Applying economics to the process by which political decisions are made and to the incentive and epistemic problems policy makers actually face allows us to make useful pattern predictions. Our model provides a framework for understanding how and when lockdown policies will change. For example, in the unlikely event that the COVID-19 virus evolves into more deadly and more communicable variants, the external-cost curve will rotate upward, which will move the minimum of our two cost curves to the right; that is, it will justify stricter lockdowns. Conversely, if COVID-19 fades away or new variants emerge that are less deadly or less communicable, the external-cost curve will rotate downward, which will move the minimum of the two cost curves to the left; that is, it will justify less strict lockdowns. Our model can also be used to understand how COVID-19 policies change in response to other events, such as the availability of vaccines. All else being equal, our model predicts that when a larger percentage of the population in a particular location is vaccinated, the external-cost curve will rotate downward, thus justifying less strict lockdowns. Regarding areas that prime tourism destinations (for example, winter ski-resorts and warm weather beach towns in the United States) and that do not implement vaccination requirements, we expect that the external-cost curve will rotate upward as tourist season begins and public officials will, therefore, be justified in implementing stricter lockdown policies. And while it may be prudent to reduce lockdown stringency slowly when external costs fall, we expect that if the external costs were to rise predictably, as in the case of tourist destinations, local or state policy makers would respond by increasing lockdown stringency. Our model highlights the need for additional research to understand why local and state policy makers sometimes fail to rationally respond to a predictable problem.

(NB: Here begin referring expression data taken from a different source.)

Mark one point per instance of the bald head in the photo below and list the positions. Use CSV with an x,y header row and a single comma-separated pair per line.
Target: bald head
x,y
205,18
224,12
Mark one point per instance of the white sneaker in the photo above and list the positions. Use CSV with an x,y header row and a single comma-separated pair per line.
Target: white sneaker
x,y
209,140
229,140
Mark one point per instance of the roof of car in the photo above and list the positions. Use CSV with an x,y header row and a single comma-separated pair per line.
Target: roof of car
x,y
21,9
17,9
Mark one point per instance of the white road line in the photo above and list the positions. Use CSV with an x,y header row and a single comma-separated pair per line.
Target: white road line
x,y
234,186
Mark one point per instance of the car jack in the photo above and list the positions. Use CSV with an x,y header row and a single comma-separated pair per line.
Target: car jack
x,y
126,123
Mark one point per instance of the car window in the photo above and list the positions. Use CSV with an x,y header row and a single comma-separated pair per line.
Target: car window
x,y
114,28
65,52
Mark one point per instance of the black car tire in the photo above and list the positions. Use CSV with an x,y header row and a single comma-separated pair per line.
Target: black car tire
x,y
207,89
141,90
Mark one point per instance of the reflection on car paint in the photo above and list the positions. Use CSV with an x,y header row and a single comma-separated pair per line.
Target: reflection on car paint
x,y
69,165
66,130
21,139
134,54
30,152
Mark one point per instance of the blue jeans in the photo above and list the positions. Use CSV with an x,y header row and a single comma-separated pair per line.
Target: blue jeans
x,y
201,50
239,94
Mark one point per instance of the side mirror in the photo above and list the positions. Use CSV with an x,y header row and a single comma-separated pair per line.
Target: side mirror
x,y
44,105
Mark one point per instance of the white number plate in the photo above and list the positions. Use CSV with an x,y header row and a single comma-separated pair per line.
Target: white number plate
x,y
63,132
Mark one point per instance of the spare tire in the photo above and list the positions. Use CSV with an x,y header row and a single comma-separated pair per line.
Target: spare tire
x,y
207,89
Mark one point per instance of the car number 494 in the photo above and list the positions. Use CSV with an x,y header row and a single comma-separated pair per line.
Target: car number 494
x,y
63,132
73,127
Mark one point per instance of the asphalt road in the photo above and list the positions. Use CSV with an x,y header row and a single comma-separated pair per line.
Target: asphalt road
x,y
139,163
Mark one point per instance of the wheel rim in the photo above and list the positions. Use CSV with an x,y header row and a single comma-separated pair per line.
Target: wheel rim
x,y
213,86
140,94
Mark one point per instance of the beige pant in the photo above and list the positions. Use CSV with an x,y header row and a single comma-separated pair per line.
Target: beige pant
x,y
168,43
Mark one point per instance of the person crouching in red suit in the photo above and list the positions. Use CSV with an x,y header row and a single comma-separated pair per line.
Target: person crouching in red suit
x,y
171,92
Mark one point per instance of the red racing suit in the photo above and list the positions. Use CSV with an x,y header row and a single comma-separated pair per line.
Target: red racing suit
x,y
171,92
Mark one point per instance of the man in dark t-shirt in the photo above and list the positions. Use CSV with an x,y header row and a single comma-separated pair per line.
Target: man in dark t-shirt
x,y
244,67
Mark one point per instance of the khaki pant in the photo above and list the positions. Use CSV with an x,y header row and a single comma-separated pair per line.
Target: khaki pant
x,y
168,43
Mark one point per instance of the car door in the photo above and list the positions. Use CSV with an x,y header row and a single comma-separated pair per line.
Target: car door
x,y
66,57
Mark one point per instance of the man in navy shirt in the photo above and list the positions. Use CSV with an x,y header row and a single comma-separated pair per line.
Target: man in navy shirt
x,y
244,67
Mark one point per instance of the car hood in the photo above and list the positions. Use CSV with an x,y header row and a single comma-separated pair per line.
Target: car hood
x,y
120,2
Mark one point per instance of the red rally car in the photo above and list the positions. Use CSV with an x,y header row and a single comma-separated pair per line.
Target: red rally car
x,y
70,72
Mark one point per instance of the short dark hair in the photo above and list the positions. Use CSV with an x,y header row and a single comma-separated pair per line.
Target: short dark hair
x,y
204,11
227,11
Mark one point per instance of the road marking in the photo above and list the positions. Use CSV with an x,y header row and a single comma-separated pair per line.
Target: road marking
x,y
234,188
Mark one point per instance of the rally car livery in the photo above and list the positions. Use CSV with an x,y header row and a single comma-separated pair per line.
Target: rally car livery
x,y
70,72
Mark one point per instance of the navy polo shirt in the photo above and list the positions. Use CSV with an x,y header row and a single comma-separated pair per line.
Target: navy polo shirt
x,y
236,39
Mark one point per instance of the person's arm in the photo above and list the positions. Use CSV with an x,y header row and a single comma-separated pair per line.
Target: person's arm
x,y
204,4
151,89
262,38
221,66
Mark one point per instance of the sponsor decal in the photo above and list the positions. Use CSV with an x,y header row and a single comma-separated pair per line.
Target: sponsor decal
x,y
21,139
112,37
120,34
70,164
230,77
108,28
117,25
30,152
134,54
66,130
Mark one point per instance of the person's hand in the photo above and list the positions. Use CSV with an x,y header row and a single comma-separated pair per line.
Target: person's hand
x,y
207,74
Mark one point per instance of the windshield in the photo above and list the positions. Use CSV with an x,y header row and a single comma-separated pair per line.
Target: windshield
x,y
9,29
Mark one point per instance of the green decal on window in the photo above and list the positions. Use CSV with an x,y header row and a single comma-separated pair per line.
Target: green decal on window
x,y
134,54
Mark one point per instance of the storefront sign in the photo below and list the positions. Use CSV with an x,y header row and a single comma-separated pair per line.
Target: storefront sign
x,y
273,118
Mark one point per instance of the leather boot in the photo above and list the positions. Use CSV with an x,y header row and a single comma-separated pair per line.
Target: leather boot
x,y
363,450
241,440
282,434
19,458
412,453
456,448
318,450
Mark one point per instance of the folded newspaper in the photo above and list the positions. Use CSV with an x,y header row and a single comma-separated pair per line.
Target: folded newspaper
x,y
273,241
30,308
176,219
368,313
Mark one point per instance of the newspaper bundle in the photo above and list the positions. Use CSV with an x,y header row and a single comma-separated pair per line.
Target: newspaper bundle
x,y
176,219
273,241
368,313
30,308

For two reasons, we did not offer empirical evidence that lockdown policies have been too strict: first, we wanted to avoid the charge of cherry-picking; and second, to the best of our knowledge, the data necessary to make such a claim do not exist yet. What we provided instead is a framework for scholars to apply in case studies to better understand situations in which lockdown policy did or did not depart from the optimal.

Finally, we acknowledge that we did not consider that policy responses can be targeted along demographic lines—for example, toward older or other more susceptible populations. Given that the policy responses in most countries around the world were not targeted narrowly at vulnerable population segments, but rather applied to everyone, we do not think that consideration was relevant.